Con el performance Mientras dormíamos (el caso Juárez)
busco registrar los funestos asesinatos y comentar la
permisividad que subsiste en México en lo que toca a la
violencia contra las mujeres. La obra está centrada en los
homicidios de cincuenta mujeres con nombre y apellido, con
la intención de dejar atrás términos genéricos y abstractos
como “las mujeres de Juárez”.
En el performance, utilizo mi cuerpo como un mapa simbólico
que documenta y narra la violencia en esos cincuenta casos,
partiendo de reportes recopilados por organizaciones civiles
encontrados en la red.
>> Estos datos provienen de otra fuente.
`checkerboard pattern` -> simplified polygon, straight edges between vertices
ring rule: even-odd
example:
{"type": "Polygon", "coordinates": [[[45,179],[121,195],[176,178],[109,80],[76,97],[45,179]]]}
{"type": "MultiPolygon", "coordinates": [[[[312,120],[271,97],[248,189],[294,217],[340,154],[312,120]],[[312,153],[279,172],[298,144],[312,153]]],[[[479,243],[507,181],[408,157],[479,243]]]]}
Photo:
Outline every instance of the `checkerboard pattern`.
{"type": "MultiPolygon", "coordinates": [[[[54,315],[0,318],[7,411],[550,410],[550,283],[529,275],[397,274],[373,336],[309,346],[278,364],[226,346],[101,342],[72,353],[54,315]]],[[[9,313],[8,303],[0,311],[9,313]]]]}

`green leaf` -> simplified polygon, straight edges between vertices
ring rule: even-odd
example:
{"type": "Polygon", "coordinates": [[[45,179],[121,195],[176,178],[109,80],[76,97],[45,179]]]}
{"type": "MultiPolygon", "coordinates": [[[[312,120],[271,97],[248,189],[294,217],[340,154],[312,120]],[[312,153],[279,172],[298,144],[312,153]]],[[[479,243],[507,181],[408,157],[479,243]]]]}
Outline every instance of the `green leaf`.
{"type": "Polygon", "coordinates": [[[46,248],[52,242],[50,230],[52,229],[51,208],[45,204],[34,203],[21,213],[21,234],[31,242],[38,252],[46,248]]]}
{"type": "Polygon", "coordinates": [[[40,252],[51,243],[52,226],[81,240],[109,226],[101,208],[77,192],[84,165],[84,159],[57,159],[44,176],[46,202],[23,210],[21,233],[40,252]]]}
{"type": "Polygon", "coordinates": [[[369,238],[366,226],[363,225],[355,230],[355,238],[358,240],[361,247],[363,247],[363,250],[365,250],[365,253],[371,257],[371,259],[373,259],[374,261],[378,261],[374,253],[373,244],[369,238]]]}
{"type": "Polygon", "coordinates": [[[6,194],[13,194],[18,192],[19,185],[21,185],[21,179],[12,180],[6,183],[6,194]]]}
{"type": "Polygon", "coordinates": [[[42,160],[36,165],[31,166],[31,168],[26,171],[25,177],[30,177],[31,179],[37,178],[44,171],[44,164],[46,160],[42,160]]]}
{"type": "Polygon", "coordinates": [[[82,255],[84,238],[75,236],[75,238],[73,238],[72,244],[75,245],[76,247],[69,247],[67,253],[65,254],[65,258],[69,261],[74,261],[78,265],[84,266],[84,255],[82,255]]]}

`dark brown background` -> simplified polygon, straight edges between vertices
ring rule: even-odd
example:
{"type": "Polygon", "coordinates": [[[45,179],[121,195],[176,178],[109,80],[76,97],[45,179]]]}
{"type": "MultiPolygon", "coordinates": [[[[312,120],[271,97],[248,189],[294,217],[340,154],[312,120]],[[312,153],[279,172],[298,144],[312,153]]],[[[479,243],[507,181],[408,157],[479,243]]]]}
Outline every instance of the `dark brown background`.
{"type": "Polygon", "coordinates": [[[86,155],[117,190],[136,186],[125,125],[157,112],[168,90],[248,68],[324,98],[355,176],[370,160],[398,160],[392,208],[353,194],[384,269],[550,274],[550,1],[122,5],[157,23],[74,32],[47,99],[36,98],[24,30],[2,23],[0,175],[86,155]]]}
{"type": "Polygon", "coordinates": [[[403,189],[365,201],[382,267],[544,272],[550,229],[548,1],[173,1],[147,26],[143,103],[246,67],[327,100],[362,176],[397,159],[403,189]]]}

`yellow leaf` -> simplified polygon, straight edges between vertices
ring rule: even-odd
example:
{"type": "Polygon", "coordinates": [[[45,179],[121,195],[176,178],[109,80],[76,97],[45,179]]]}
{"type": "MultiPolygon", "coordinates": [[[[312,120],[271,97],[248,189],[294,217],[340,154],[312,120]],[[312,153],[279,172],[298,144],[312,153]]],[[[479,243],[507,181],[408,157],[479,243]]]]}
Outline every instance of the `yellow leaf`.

La pieza se centra en reproducir en
mi propio cuerpo, con un plumón quirúrgico y mientras estoy
sentada en una plancha de morgue, los golpes, cortadas y
balazos que cada una de estas mujeres sufrió. Así, mi cuerpo
se transforma en un vehículo de representación de la
violencia hacia las mujeres en Ciudad Juárez, hoy
aparentemente institucionalizada.
Esta obra es apenas una denuncia entre muchas otras sobre un
hecho que debería preocuparnos a todos. La indolencia de las
autoridades locales y federales es apabullante y la
indiferencia, inaceptable. Los sucesos de Juárez nos
recuerdan lúgubremente que es imposible seguir postergando
en nuestro país las discusiones políticas y legales
relacionadas con el género, entre muchas otras.